Re: Integrate 5.0
- To: mathgroup at smc.vnet.net
- Subject: [mg44253] Re: Integrate 5.0
- From: "David W. Cantrell" <DWCantrell at sigmaxi.org>
- Date: Fri, 31 Oct 2003 03:01:24 -0500 (EST)
- References: <bnnvfj$61s$1@smc.vnet.net>
- Sender: owner-wri-mathgroup at wolfram.com
Selwyn,
> Perhaps this a better example:
>
> Integrate[Sqrt[Cos[t]^2 + 1], {t, 0, x}]
>
> For any real x, this is Sqrt[2] EllipticE[x,1/2], but here's the output
> you get:
[monstrosity snipped]
> To coax Sqrt[2] EllipticE[x,1/2] out of this mess, it's not enough to
> simplify with x\[Element]Reals,
>
> Simplify[Integrate[Sqrt[Cos[t]^2 + 1], {t, 0, x}],x\[Element]Reals]
>
> << similar output >>
>
> one has to simplify either with x\[Element]Reals&&x>0 or
> x\[Element]Reals&&x<0
>
> Simplify[Integrate[Sqrt[Cos[t]^2 + 1], {t, 0, x}],
> x\[Element]Reals&&x>0]
>
> Sqrt[2] EllipticE[x,1/2]
Thinking that perhaps it's better to let Mathematica know your intentions
during the integration, rather than afterward, I tried
Integrate[Sqrt[Cos[t]^2 + 1], {t, 0, x}, Assumptions -> x \[Element] Reals]
The result
If[x != 0, Sqrt[2]*EllipticE[x, 1/2],
Integrate[Sqrt[1 + Cos[t]^2], {t, 0, x},
Assumptions -> x \[Element] Reals && x == 0]]
while not unwieldy, is certainly strange. It's clearly equivalent to
Sqrt[2] EllipticE[x,1/2]. (So why doesn't Mathematica see that, and
simplify accordingly?)
> I'm just saying there's got to be a better way. Having a small number
> of functions that do very general things is a good philosophy, in
> general. However, in the case of Integrate, there sorely needs to be
> some simple, elegant way to integrate on the real line.
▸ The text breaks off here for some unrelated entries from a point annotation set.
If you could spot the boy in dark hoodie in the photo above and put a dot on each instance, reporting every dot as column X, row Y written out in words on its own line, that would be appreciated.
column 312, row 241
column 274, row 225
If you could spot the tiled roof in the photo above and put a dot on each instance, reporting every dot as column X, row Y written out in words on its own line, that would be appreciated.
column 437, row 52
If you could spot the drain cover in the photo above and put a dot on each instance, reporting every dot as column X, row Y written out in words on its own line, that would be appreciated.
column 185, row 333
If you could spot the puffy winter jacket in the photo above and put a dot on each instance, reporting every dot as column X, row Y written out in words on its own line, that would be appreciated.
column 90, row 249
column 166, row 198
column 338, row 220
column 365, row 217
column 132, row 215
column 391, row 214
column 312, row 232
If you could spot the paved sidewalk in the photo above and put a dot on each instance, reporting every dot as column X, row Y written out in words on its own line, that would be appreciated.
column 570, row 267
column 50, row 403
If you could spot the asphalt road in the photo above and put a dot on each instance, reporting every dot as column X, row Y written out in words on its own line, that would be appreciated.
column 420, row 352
But then again,
> I could be wrong.
I agree that there needs to be a way to do that.
BTW, one can throw caution to the wind and just use
Integrate[Sqrt[Cos[t]^2 + 1], {t, 0, x}, GenerateConditions -> False]
which gives the desired result immediately.
Regards,
David